Le reconnaissant aux animaux qui l'accompagnent, le dealer sort de l'ombre de l'arbre et l'intercepte après s'être assuré qu'ils sont seuls.
— La même qu'hier, m'sieu ?
Probablement pas âgé de plus de 17 ans, le gamin, sous ses airs de racaille, n'a visiblement pas les épaules pour le boulot dans lequel il s'est lancé. Pete ne lui donne que quelques semaines, quelques mois s'il a de la chance, avant de se faire choper, si pas par les flics, au moins par une bande ou un dealer plus imposant.
Ses propres problèmes occultent pourtant bien vite sa fenêtre de compassion et il hoche la tête en signe d'assentiment.
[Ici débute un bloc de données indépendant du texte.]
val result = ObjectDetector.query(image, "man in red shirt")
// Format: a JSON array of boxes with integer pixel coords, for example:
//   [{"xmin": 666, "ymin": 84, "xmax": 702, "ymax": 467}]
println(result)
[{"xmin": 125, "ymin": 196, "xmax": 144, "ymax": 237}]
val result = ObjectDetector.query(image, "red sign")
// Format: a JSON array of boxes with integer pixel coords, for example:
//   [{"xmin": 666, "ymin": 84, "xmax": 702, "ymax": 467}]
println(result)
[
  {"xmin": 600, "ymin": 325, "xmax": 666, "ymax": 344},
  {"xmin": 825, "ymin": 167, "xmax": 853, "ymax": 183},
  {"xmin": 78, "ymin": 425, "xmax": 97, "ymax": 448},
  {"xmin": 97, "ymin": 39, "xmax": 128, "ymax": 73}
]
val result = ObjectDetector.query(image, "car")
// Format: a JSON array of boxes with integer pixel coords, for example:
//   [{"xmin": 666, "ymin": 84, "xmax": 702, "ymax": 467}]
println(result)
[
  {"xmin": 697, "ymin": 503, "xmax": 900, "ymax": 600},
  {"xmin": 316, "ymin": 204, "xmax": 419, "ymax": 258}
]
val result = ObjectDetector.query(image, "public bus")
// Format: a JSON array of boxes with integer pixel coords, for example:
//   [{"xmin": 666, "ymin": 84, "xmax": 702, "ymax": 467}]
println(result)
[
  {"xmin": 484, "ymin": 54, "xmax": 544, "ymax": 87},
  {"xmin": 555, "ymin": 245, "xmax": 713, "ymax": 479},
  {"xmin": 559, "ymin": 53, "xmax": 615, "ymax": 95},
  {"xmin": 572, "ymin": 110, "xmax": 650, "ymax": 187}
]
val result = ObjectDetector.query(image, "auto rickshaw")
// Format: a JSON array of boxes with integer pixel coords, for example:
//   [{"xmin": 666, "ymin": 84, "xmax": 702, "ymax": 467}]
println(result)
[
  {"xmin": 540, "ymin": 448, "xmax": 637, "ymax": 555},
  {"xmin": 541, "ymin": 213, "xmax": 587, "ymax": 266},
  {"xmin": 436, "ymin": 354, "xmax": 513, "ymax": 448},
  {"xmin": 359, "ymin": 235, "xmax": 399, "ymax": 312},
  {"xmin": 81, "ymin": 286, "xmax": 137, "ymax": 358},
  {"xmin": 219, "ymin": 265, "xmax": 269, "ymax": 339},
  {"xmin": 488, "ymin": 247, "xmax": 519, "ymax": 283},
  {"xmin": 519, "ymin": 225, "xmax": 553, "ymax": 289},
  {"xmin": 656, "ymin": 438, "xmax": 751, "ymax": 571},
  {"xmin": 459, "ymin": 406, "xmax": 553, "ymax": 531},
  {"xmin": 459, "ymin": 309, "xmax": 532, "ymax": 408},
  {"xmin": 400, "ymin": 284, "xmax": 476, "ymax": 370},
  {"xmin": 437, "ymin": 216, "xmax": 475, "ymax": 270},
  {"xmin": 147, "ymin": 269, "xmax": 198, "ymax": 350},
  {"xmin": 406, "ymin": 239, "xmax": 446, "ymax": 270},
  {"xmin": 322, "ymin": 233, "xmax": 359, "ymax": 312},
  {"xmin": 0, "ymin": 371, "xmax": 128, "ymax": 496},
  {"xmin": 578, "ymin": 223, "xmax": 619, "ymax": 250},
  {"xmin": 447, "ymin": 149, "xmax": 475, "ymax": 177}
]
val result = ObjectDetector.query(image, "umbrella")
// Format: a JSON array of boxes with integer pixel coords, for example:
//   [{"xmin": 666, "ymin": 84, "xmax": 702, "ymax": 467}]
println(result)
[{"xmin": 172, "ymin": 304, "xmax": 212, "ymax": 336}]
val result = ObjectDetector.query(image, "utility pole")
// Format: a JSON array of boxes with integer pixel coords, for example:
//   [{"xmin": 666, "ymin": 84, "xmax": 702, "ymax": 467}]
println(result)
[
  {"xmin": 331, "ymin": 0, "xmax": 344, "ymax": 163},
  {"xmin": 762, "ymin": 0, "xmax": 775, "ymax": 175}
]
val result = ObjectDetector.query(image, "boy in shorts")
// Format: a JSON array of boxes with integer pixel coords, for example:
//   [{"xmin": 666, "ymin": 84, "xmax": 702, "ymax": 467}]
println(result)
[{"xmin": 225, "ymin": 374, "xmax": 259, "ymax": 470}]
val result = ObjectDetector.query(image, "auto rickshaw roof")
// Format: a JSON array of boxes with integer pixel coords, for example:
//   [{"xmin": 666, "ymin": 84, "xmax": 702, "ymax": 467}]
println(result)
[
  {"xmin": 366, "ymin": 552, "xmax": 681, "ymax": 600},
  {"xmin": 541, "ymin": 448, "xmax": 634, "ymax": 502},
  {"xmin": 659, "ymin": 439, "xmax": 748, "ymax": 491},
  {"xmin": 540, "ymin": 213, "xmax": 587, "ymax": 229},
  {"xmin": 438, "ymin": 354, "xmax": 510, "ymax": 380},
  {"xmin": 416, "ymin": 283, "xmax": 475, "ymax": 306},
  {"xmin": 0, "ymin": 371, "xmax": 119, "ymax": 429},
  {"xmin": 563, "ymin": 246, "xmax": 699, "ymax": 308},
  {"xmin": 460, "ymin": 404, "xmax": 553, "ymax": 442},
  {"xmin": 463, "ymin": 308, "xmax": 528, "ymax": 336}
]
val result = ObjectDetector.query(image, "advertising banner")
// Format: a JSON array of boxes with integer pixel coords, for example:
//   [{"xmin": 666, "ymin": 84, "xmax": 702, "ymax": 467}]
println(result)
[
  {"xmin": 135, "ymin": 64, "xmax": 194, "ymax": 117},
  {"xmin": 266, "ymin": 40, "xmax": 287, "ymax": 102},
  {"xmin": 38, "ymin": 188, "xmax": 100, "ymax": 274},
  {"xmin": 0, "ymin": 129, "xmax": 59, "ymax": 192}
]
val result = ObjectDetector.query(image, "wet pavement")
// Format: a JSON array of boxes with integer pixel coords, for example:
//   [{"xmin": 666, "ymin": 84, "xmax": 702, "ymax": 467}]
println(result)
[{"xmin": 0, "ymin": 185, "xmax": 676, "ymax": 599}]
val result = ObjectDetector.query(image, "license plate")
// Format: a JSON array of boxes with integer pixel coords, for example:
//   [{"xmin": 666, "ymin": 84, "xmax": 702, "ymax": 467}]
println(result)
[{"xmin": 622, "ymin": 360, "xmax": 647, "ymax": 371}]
Le gamin sort d'une de ses poches un petit sachet de poudre blanche, empoche à la place le billet que lui tend Pete et s'éloigne de lui dés la transaction conclue.

Heureux de sentir l'air froid le revivifier un peu, Peter laisse la balade des chiens s'éterniser encore 20 minutes puis il rentre à l'appartement. Là, il récupère le carnet qu'il a abandonné plus tôt sur la table d'appoint dans l'entrée et en feuillette encore les dernières pages. Le nom de Carl est présent partout. Des dessins de ses mains, de sa bouche, de son corps parsèment les feuillets qu'il froisse en tournant les pages. Après avoir passé des années à combattre cette obsession, comment a-t-il pu se laisser embarquer dans un fantasme aussi réaliste ? Alors que le carnet lui échappe et tombe entre ses pieds, Peter remarque les tremblements qui agitent ses mains depuis plusieurs minutes. Sans un regard supplémentaire pour celui-ci, il redresse la tête et se dirige vers le salon, où il s'effondre dans le divan d'angle devant la fenêtre.
Il ne voit pas que sur la page restée ouverte une photo de Carl, prise lors de leur séjour en Thaïlande cinq ans plus tôt, lui sourit. Prise par un de leurs amis alors qu'ils jouent dans les vagues translucides de l'océan Indien, elle montre un Carl en short de bain et aux cheveux mouillés lui sauter sur le dos pour lui faire boire la tasse. Son regard, comme son sourire, est tendre et enjoué. Encore accrochés à Pete moins d'une seconde avant le déclenchement, ses yeux, attirés par l'objectif de l'appareil photo probablement après un appel du photographe, n'ont rien perdus de la douceur avec laquelle ils se posent généralement sur lui.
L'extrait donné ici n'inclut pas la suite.